One of the tricks used by computer hackers to copy passwords to bank websites, where the bank is interested in allowing his customers to utilize money transactions, involves impersonation. The computer hacker buys an internet address similar to an address of a bank, or changes the IP numbers corresponding to a certain address to mislead the user into a different website than the one he intended to access, and sets a faked website similar to the real website of the bank. Once a user of the bank enters the hacker site, he is led to think that he has entered the correct site of the bank and then he is requested to enter his password and personal details while the system records his input. Furthermore, the hacker might wait for the user to enter the correct website of the bank and then open another website page on the user's computer, hiding the open bank website, requesting the password while recoding the input. At the critical moment, for example, after entering the password, the user is notified of a failure with the Internet connection misleading the user to believe that his password is still safe. After acquiring the password and username of a user, the hacker has the confidential details of the user, and he can log into the real website of the bank and can enter the theft username and password of the private bank account. Once in a private bank account the hacker can do essentially everything the user is entitled to in the website, such as transfer money from the account or use the personal information for other uses.
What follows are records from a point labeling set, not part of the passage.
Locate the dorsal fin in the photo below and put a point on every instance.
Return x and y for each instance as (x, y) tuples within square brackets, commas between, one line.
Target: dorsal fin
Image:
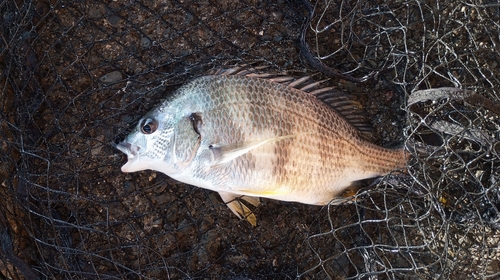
[(343, 103)]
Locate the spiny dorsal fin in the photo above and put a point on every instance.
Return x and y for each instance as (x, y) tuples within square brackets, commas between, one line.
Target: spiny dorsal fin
[(341, 102)]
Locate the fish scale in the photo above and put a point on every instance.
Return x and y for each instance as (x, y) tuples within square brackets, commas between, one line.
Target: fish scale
[(255, 138)]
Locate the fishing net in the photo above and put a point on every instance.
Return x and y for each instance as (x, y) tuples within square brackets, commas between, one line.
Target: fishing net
[(77, 75)]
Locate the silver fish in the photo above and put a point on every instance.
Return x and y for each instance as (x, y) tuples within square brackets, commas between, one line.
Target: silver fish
[(247, 135)]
US publication 2004/0139152 suggests a system in which a user issues a first request at a website and the website issues a challenge to the user. The challenge maybe selected among a number of different types of challenges, and the user has to file an appropriate response. This publication solves some of the problems concerning the authentication of the user but does not offer a solution to the problem of authenticating the website for the user and determining that the website is truly what it claims to be.
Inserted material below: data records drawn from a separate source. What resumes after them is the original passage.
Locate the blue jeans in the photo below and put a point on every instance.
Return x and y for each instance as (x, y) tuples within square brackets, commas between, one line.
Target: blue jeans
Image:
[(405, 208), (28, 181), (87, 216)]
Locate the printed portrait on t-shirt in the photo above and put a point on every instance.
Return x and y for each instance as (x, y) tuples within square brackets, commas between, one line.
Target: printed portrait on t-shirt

It is an object of the present invention to provide a system which is capable of authenticating a public website for the user.
It is another object of the present invention to provide a public website authentication system that is easy to use by an average user.
It is still another object of the present invention to provide a public website authentication system that cannot be copied easily and automatically by a computer program.
Other objects and advantages of the invention will become apparent as the description proceeds.
Summary of the Invention
The present invention relates to a method for authentication of a website, the method comprises: (a) establishing an agreement between a user and a website owner where the user receives at least one personal client key and the website owner receives at least one personal authenticating website code; (b) performing initial access to the website by the user; (c) performing, by the website, challenge of the user for his client key; (d) submitting, by the user, his client key and sending to the website; (e) verifying at the website said client key; (f) sending by the website to the user the said agreed personal authenticating website code associated with that user; and (g) verifying by the user that this is indeed the authentic website code as agreed between him and the website owner. Preferably the method further comprises: (h) further establishing in said agreement between user and website owner second personal client key; (i) challenging, by the website, the user for said second client key, after sending said authenticating website code; and (j) submitting said second client key by user to the website.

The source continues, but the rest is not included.